In nome della gravità della situazione, Veltroni, il partito democratico e la quasi totalità delle dirigenze sindacali invocano un patto di unità nazionale con Berlusconi, Bossi, Fini&C., un patto per “salvare l’Italia”.
I governi e i patti di unità nazionale sono stati sempre una sventura per i lavoratori: a partire, nella storia recente, dal 1977, quando il governo Andreotti (con l’appoggio “esterno” del Pci) allungò di 7 giorni l’orario lavorativo annuo, varò prime misure anti-sciopero e quant’altro. Oggi lo sarebbe ancora di più: perché il rilancio della competitività delle imprese, la salvezza del capitalismo italiano ed europeo, il ripristino della fiducia dei mercati, possono avere due soli carburanti: la terribile intensificazione dello sfruttamento dei lavoratori e la blindatura dell’apparato statale contro ogni forma di resistenza al piano di schiavizzazione che il capitale ha in programma. Il governo di unità nazionale, se dovesse formarsi, sarebbe chiamato a gestire proprio questa politica in stretta collaborazione con i centri finanziari rimasti in piedi, e diventati ancor più potenti di prima.
C’è un solo modo per fermare il governo Berlusconi-Bossi-Fini!
C’è un solo modo per salvarci dall’uragano in arrivo.
Respingere il tentativo di accollare ancora una volta ai lavoratori le conseguenze disastrose di questo sistema sociale sempre più decrepito. Rifiutare ogni forma di delega ai poteri costituiti. Ritirare la delega anche ai vertici sindacali, pronti a nuove svendite dei nostri diritti e delle nostre condizioni di vita. E prepararci da subito alla lotta. Alla lotta auto-organizzata, di piazza, contro la misure che intende imporre il governo Berlusconi. Alla lotta unitaria tra operai e salariati, tra lavoratori immigrati e italiani, tra dipendenti pubblici e privati, tra lavoratori e giovani in agitazione nelle scuole e nelle università. Alla lotta contro il governo Berlusconi-Bossi-Fini nel suo insieme per fermarne gli affondi nell’unico modo possibile: buttandolo giù dalla piazza. L’approvazione del decreto Gelmini mostra che chi ci attacca conosce solo il linguaggio dei rapporti di forza.

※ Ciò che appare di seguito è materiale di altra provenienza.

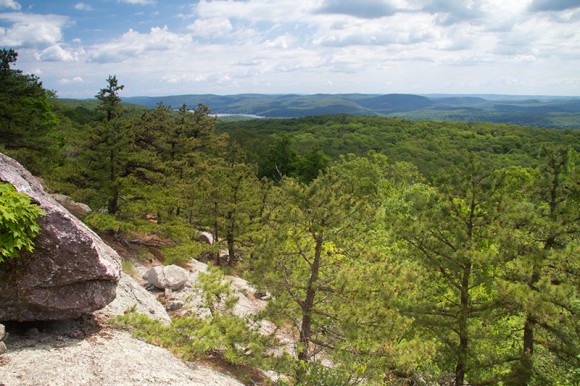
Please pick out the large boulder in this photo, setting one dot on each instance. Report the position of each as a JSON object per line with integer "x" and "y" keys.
{"x": 71, "y": 272}
{"x": 167, "y": 277}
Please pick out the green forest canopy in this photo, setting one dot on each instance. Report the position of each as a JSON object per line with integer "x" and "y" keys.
{"x": 400, "y": 251}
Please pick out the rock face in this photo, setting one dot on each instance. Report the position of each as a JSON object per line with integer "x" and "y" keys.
{"x": 132, "y": 296}
{"x": 78, "y": 209}
{"x": 70, "y": 273}
{"x": 108, "y": 357}
{"x": 168, "y": 276}
{"x": 3, "y": 348}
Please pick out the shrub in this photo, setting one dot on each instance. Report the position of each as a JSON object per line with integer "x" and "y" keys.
{"x": 18, "y": 222}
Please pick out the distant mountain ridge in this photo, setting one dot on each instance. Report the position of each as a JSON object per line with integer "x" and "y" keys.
{"x": 540, "y": 111}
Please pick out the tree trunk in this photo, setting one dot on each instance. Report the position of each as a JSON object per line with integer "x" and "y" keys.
{"x": 462, "y": 350}
{"x": 308, "y": 304}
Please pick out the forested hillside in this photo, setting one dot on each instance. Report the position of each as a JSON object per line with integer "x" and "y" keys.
{"x": 398, "y": 251}
{"x": 537, "y": 111}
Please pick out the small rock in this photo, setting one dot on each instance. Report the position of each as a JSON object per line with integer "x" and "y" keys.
{"x": 169, "y": 276}
{"x": 173, "y": 305}
{"x": 32, "y": 332}
{"x": 206, "y": 237}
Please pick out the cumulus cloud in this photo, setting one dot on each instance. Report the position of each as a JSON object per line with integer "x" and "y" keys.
{"x": 366, "y": 9}
{"x": 139, "y": 2}
{"x": 553, "y": 5}
{"x": 56, "y": 53}
{"x": 211, "y": 28}
{"x": 83, "y": 7}
{"x": 10, "y": 4}
{"x": 133, "y": 44}
{"x": 28, "y": 30}
{"x": 76, "y": 79}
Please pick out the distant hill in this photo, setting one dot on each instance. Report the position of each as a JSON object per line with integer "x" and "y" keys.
{"x": 539, "y": 111}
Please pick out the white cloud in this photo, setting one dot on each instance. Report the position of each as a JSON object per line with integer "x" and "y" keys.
{"x": 56, "y": 53}
{"x": 134, "y": 44}
{"x": 10, "y": 4}
{"x": 139, "y": 2}
{"x": 211, "y": 28}
{"x": 28, "y": 30}
{"x": 76, "y": 79}
{"x": 83, "y": 7}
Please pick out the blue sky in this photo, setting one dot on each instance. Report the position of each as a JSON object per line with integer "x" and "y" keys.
{"x": 168, "y": 47}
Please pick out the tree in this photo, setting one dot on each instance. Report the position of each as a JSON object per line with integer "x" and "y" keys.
{"x": 109, "y": 97}
{"x": 26, "y": 117}
{"x": 542, "y": 280}
{"x": 309, "y": 245}
{"x": 109, "y": 146}
{"x": 452, "y": 234}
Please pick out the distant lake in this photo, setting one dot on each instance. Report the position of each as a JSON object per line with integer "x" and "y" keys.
{"x": 220, "y": 115}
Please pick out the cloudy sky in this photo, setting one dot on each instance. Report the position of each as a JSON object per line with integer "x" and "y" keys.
{"x": 167, "y": 47}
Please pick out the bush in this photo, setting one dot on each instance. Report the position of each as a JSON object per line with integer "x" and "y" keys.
{"x": 18, "y": 222}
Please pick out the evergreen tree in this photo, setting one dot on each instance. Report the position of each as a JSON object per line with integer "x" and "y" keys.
{"x": 542, "y": 280}
{"x": 108, "y": 147}
{"x": 452, "y": 234}
{"x": 26, "y": 117}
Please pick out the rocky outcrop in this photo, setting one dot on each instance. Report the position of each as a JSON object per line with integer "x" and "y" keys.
{"x": 3, "y": 348}
{"x": 167, "y": 277}
{"x": 78, "y": 209}
{"x": 108, "y": 357}
{"x": 70, "y": 273}
{"x": 131, "y": 296}
{"x": 206, "y": 237}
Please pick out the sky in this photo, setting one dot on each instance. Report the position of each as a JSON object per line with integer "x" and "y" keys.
{"x": 172, "y": 47}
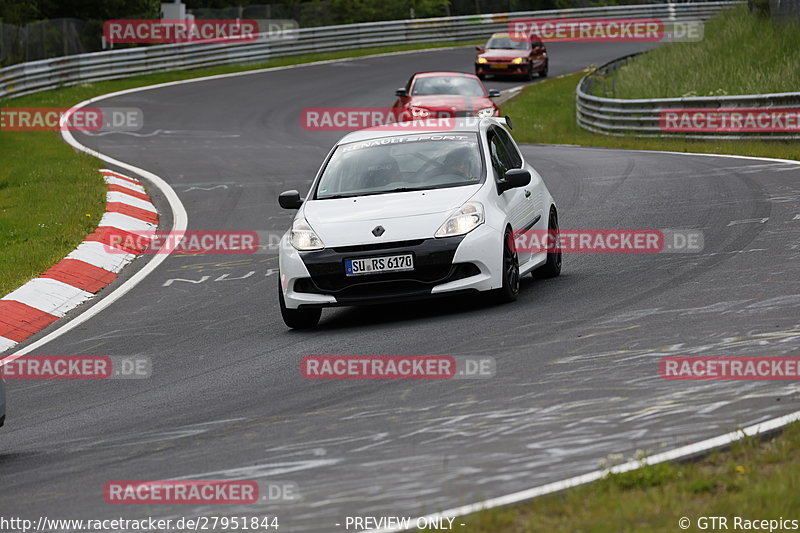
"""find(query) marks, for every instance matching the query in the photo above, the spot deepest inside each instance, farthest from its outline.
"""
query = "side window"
(500, 160)
(514, 159)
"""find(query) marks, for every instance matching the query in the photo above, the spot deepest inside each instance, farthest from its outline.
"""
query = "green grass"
(52, 197)
(753, 480)
(739, 54)
(545, 113)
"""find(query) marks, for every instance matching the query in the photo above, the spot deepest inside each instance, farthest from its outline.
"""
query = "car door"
(513, 201)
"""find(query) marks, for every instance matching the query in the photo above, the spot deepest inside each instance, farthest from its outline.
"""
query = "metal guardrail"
(34, 76)
(642, 117)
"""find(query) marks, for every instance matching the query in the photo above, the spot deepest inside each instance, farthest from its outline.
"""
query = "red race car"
(512, 55)
(444, 95)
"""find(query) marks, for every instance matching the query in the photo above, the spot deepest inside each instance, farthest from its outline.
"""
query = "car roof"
(435, 73)
(460, 125)
(530, 36)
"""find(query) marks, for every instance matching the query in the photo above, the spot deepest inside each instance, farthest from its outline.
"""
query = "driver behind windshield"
(461, 162)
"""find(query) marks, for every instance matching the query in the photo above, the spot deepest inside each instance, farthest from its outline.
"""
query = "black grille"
(377, 246)
(433, 265)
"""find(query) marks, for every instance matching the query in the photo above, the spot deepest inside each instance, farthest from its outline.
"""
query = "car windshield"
(447, 85)
(402, 163)
(506, 43)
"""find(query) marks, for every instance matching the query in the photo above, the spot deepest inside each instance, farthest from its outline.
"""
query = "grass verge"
(739, 54)
(545, 113)
(753, 480)
(51, 197)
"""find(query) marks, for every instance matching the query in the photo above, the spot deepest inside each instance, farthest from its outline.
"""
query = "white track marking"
(111, 180)
(126, 223)
(49, 295)
(100, 255)
(113, 196)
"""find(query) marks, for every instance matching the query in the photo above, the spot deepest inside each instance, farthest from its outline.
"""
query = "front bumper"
(441, 266)
(508, 69)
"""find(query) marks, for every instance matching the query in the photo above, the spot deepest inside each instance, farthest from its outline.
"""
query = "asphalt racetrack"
(577, 356)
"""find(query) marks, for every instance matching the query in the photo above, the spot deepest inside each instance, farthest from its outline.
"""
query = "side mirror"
(516, 177)
(290, 200)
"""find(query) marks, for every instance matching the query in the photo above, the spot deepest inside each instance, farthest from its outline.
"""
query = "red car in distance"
(512, 55)
(444, 95)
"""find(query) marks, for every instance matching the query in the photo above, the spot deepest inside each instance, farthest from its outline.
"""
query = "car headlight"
(420, 112)
(465, 219)
(303, 237)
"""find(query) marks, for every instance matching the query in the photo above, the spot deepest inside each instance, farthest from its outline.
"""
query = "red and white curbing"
(87, 269)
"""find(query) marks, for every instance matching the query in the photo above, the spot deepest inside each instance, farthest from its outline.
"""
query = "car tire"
(552, 267)
(510, 289)
(298, 318)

Certo, oggi come oggi non siamo in grado di dare una spallata al governo per farlo cadere. Ma il rilancio dell’iniziativa di lotta dei lavoratori è, invece, più che possibile. E se ad essa si accompagnerà una piattaforma di lotta sindacale e politica che corrisponda agli interessi generali della classe lavoratrice e che perciò respinga gli imperativi schiavisti della competitività e del mercato, se così sarà, buttare giù nelle piazze il governo Berlusconi non sarà un’impresa impossibile.

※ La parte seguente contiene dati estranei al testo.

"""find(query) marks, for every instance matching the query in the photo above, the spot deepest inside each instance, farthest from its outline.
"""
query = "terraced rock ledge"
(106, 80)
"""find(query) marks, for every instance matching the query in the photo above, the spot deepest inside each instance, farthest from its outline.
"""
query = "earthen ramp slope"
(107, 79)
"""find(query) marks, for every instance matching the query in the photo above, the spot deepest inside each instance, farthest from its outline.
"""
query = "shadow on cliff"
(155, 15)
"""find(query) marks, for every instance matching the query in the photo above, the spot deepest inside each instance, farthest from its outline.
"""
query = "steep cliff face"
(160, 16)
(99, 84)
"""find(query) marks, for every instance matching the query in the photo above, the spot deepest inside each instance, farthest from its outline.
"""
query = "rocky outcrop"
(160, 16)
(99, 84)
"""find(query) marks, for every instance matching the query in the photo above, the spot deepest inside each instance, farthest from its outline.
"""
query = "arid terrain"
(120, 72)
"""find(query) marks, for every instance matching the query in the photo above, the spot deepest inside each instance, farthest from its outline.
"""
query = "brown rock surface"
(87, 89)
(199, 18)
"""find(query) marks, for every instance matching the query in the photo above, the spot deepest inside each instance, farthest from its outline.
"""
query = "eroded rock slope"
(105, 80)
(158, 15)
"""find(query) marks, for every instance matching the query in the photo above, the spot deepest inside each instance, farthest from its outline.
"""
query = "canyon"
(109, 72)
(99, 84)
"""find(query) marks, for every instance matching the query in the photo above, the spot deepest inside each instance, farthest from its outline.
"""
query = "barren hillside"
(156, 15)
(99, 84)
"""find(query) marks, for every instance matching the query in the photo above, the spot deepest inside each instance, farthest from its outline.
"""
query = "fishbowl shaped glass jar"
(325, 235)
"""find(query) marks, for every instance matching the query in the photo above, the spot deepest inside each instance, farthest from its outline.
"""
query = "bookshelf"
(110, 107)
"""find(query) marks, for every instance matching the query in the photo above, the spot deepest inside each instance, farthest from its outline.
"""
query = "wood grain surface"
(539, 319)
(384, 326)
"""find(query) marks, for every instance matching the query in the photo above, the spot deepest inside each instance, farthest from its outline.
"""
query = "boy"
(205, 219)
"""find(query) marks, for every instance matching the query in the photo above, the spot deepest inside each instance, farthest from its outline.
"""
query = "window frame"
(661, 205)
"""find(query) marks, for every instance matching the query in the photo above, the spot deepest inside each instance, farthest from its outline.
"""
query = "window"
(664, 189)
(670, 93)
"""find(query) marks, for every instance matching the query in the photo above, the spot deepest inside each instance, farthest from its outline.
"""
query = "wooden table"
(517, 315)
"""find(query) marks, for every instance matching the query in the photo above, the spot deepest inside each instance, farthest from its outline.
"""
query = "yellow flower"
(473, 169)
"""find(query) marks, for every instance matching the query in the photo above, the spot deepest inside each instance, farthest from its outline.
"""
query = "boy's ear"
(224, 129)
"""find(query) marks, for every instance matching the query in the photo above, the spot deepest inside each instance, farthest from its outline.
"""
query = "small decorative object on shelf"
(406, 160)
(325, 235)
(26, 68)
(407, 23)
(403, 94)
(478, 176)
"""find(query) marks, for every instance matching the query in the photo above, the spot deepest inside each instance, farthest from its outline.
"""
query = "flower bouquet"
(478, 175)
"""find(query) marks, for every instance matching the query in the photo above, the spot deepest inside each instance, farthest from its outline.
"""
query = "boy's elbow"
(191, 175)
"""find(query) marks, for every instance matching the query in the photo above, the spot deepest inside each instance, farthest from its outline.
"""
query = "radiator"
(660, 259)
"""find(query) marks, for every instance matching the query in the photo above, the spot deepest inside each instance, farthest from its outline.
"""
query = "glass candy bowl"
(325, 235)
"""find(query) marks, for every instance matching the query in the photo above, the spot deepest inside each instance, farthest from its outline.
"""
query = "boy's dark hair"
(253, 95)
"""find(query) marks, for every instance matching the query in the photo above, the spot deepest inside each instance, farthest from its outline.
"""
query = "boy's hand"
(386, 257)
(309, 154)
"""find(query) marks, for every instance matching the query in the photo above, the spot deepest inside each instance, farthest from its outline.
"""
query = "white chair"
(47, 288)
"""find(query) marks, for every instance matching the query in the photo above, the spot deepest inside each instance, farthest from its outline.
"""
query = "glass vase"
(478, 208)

È in gioco la prospettiva di un altro sistema sociale
Ma rifiutandoci di pagare le tragiche conseguenze di questo “folle” sistema sociale, non “rischiamo” forse di metterlo in discussione?
Certamente sì. Ma è lo stesso sistema capitalistico che si sta mettendo in discussione da solo, perché mostra di non essere in grado di permettere a chi lavora una vita dignitosa, sicura, serena, neppure nei paesi più ricchi, figurarsi negli altri! Gli straordinari mezzi di produzione creati dal lavoro universale debbono essere rimessi collettivamente nelle mani dei lavoratori, e debbono essere usati, secondo un piano razionale collettivamente deciso, nell’interesse dell’umanità, della specie, della natura. Possiamo, dobbiamo cominciare a “dirlo” già nel corso delle lotte difensive che siamo chiamati a intraprendere da subito per impedire che ci accollino il costo dei tracolli finanziari avvenuti e da avvenire. Da settimane i capitalisti e i loro rappresentanti sono riuniti in una sorta di congresso permanente per puntellare insieme, anche se l’un contro l’altro armati, il loro decrepito sistema di sfruttamento e per lanciare una nuova, grande sfida al lavoro mondializzato. E il lavoro mondializzato come potrà rispondere? Solo gridando:
No al piano euro-statunitense di salvataggio delle banche!
No a nuovi sacrifici, alle divisioni e alla competitività tra lavoratori, al disciplinamento degli spazi di lotta collettiva! No a nuove guerre imperialistiche contro i lavoratori di altri paesi!
Sì alla ripresa della lotta anti-capitalistica, del movimento proletario internazionale, dell’organizzazione di classe!